Even though Read Committed has the weakest guarantees, it’s still important for many personas, especially application developers given this is the default in Postgres. Can you tell us a bit more about the impact of adding this for end users?

There’s a huge impact. Although it is the weakest isolation level, many applications use Read Committed and give up stronger isolation guarantees to ensure better performance. This is ideal when the use case is straightforward enough to add some logic in the application and ensure required isolation guarantees on a case-by-case basis.

We have seen some very large workloads run Read Committed isolation on YugabyteDB. One example is our partnership with the financial banking application Temenos. Also, given that Read Committed is the default isolation in PostgreSQL, it is simple to lift and shift many existing PostgreSQL applications to YugabyteDB without needing to re-write the app.

Also, this isolation brings YugabyteDB in parity with PostgreSQL on isolation levels, which is a major pillar in OLTP databases.

Can you tell our readers a bit more about the three isolation levels to contextualize this discussion?

Assume you have a simple ledger of accounts, and a thousand transactions to process at some point. The simplest way would be to execute the transactions in their totality in order (serially), which ensures no conflicts i.e., no unintuitive behavior. For example, in banking, this ensures that you don’t allow double spending. But, this sequential execution results in a useless system: transactions between strangers will block your transactions. And every transaction blocks all the others that came after it.

This is where transactional databases come in with their isolation levels and why they differ from the simple ledger. They allow transactions (sets of operations) to execute atomically and simultaneously, while keeping varying levels of checks on the unintuitive behaviors based on the chosen isolation level.

Serializable is the gold standard, the strongest, but also the easiest to understand - it doesn’t allow any unintuitive behavior. It guarantees that transactions behave as if they occurred one after the other serially, even though they are executed simultaneously. If it is not possible in some cases, they throw an error to the client.

Repeatable Read and Read Committed aren't explainable in simple terms like Serializable, but the thing to note is that they offer more concurrency at the cost of allowing specific unintuitive behaviors.

Here’s a good post, which covers this in more depth and helps you to understand the trade-offs.

What are some surprising or unexpected things you’ve learned while at Yugabyte so far?

Databases are hard to build, and a distributed setting amplifies the complexity of the former.
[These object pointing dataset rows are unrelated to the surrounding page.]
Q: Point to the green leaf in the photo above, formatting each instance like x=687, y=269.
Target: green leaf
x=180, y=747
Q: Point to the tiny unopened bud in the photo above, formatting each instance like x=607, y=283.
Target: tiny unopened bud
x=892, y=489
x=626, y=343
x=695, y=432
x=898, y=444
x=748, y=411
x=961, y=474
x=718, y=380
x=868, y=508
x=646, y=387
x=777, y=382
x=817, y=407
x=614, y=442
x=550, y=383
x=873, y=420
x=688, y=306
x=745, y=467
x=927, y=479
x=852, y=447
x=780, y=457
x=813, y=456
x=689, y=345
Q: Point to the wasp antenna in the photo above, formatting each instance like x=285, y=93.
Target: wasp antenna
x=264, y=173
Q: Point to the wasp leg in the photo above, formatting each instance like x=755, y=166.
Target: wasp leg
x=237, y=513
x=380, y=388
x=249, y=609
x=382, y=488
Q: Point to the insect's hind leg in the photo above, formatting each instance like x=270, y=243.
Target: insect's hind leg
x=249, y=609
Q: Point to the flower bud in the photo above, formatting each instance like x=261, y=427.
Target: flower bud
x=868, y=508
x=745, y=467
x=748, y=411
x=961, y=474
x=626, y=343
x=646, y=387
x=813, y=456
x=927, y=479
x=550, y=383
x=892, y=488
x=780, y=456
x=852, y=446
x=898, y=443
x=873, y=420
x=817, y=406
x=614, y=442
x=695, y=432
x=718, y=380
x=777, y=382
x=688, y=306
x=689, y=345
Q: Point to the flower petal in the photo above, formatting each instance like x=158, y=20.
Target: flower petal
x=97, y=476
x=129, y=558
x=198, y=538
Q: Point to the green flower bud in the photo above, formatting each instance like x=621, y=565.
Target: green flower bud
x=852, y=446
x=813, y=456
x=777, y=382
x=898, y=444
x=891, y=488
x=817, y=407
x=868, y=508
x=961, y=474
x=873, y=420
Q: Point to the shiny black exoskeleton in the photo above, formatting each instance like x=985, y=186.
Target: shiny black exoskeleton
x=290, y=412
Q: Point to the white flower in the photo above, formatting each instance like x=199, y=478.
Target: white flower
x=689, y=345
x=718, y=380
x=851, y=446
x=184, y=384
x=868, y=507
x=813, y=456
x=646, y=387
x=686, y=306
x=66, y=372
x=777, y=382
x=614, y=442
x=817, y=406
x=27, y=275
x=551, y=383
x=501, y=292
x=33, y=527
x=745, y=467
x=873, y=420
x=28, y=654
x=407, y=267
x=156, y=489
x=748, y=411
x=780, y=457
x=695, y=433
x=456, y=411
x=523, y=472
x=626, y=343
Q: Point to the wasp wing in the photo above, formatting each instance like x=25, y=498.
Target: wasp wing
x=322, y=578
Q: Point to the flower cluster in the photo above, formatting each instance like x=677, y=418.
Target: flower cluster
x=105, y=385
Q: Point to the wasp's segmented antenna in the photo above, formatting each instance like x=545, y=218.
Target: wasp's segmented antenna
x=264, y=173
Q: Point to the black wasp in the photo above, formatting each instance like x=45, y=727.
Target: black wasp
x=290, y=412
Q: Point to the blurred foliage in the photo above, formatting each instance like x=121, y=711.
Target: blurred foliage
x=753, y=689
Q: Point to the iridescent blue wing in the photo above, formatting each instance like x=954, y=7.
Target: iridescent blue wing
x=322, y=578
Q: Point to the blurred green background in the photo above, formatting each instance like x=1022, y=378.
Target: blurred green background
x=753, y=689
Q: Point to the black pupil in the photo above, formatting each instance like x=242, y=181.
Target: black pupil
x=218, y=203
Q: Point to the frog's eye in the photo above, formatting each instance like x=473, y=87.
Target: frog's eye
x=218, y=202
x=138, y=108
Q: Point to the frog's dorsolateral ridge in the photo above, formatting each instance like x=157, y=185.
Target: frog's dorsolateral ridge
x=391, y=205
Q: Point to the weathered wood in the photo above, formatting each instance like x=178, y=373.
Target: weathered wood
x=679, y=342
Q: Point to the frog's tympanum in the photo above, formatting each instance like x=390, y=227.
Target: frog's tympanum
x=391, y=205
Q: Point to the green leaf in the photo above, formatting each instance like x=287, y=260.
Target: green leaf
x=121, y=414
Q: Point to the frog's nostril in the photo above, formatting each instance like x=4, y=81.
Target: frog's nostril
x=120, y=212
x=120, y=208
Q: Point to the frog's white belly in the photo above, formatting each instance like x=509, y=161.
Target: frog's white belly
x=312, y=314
Even with these challenges, I’m constantly impressed by how quickly and efficiently things are built at Yugabyte. This velocity comes from the brilliant minds that work here, not by compromising on quality and long term vision.

It is surprising and inspiring to see people single-handedly own and drive whole features, which would normally be a whole team effort. And although a large chunk of work might be driven by a single individual, the benefit of Yugabyte’s collaborative approach is that there is still a lot of deliberation within the wider team to ensure the right design choices are made.

Another thing which is not unexpected, but worth mentioning, is the level of transparency and technical insight in the leadership team. Plus, their trust-building attitude with employees, which in-turn gives each individual an opportunity to grow.

What’s something on the Yugabyte product roadmap that you’re excited to work on?

Now that we have parity with PostgreSQL in terms of isolation levels and concurrent control, some of my colleagues are working on providing top-notch observability, to complete the picture.

This includes various notable items including, a view to provide information about the locks that the database is holding, and which transactions are blocking which ones at any instant. Perhaps further in future, reporting historical metrics on conflicting transactions to find hotspots in the workload. This will serve as a feedback loop to write better applications.

An area I am focused on is to perform better cost-based query planning. The PostgreSQL query planner is sophisticated and requires some table-level statistics like histograms, cardinalities of columns, etc to make informed choices between various query plans. One item I will work on is finding ways to efficiently fetch a random sample of rows from a table in a distributed setting. Another item is to automatically perform such statistical data collection when a table’s data changes by a significant amount.

As Yugabyte grows, how do you and the team think about engineering culture?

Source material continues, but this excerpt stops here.